How to Create Searchable Parameters

In a previous post, I wrote about how to create a custom dropdown using parameter actions and show/hide container buttons, as seen in my IronViz.

However, I got to thinking, the list of values that appears is LONG. Having them sorted greatest to least by number of locations certainly helps, but what if there is a specific value I want to find? How would I know where it is?

One of the drawbacks of parameters has always been that they do not provide a search function similar to filters. So, I decided to set out on the quest to figure out how to add one into my custom menu.
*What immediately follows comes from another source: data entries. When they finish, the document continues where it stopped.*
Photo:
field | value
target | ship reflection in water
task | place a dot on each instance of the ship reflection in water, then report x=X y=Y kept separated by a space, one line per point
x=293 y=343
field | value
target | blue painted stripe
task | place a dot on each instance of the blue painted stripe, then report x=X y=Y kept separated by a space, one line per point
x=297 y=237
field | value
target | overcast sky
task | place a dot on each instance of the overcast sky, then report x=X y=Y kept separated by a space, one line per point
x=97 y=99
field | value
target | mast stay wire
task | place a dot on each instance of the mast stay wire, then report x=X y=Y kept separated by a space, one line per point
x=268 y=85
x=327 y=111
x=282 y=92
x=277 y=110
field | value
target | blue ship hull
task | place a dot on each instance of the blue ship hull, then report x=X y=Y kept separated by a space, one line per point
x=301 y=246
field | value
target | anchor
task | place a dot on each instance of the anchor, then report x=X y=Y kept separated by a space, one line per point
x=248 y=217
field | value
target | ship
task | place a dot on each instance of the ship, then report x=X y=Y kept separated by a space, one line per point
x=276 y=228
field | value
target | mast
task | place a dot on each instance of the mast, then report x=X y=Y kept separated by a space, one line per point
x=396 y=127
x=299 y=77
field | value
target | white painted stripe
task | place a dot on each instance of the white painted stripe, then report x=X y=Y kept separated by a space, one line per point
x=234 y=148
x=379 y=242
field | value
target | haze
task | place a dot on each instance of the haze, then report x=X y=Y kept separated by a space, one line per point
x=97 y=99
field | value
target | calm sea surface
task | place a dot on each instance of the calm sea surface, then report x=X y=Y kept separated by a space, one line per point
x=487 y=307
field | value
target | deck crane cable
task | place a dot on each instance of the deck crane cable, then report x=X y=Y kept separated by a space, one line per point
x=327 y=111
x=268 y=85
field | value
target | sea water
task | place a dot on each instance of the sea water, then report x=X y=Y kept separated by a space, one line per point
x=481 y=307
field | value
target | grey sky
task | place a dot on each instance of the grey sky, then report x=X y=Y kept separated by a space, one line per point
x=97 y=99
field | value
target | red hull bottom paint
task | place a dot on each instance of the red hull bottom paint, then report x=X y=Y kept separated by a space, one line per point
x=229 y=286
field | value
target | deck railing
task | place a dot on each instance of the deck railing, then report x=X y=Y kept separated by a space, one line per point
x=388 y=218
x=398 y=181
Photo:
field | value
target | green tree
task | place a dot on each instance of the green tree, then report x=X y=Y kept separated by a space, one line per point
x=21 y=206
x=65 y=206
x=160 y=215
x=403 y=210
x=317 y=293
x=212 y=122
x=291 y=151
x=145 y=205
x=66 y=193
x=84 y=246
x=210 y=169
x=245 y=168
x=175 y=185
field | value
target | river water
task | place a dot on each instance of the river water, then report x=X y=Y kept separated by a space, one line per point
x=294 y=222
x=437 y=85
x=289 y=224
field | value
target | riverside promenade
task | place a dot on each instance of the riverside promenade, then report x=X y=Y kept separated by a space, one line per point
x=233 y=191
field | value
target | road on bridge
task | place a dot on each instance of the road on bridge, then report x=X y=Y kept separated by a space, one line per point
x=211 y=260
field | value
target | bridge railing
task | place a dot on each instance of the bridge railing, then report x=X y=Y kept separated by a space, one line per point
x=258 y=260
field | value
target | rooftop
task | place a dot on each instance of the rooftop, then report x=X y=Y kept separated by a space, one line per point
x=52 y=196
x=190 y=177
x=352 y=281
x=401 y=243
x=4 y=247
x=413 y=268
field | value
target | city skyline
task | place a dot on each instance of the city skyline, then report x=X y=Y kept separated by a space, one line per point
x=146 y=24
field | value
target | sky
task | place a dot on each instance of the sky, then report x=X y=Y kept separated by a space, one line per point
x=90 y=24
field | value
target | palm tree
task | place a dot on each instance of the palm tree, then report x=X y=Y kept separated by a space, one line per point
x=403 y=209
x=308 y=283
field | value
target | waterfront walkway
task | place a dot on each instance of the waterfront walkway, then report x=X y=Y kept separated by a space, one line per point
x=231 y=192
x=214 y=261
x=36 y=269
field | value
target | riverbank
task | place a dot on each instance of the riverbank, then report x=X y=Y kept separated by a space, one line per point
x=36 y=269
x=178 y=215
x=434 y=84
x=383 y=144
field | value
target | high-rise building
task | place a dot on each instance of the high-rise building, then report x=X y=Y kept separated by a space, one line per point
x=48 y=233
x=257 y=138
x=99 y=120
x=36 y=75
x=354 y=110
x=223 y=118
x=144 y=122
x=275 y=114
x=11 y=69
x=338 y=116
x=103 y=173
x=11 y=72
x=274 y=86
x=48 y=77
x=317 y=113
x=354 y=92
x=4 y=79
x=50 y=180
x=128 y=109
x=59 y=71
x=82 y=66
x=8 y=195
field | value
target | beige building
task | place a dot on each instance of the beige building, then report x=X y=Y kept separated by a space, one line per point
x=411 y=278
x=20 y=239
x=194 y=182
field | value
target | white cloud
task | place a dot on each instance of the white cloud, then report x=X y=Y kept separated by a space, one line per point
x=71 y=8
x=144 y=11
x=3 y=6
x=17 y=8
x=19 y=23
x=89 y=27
  1. Complete all steps here, as this is the starting point for this tutorial
  2. Create a new parameter called Search. Change the data type to string, the current value to nothing (just delete the text that is there), and the allowable values to all.
  3. Create a new calculated field called Search Filter. This will be used to filter the list of values that appear.
    CONTAINS([Product Name], [Search])
  4. Add the Search Filter calculation as a filter to the worksheet with the menu options (bar chart) and set it to true.
  5. Create a new worksheet. Either double click on the rows shelf and type in MIN(1) or create a calculated field with MIN(1) as the value. I prefer double clicking to add because it’s less clicks and the calculation won’t be added to the measures/dimensions shelf. However, either method works!
  6. Create a new calculated field called Clear that is just double quotes “”
  7. Change the mark type of the worksheet to shape. Change the shape to an “X” or some icon to represent clearing the search parameter. Then add clear to the detail mark. Finally, clean up the worksheet by changing the color of the X to grey, uncheck show header, hide tooltips, and remove zero lines/gridlines/dividers.
  8. Go to the dashboard and assemble it! I added the search parameter and X into a horizontal container and added it above the bar chart options. I then changed the background color to a light grey to match the bar chart and added outer padding to the top/bottom of the X in order to make it align with just the part of the parameter you type in (and not the title).
  9. The last step to make this work is to add a dashboard parameter action to make the X clear the parameter. Go to dashboard > actions > add actions > change parameter. Set the action to run on selecting of the X worksheet. We want to target the “Search” parameter and update it with the clear (which is empty text) calculation.

Done!

One thing worth noting – in order for the search to run, the user has to hit the enter key on their keyboard.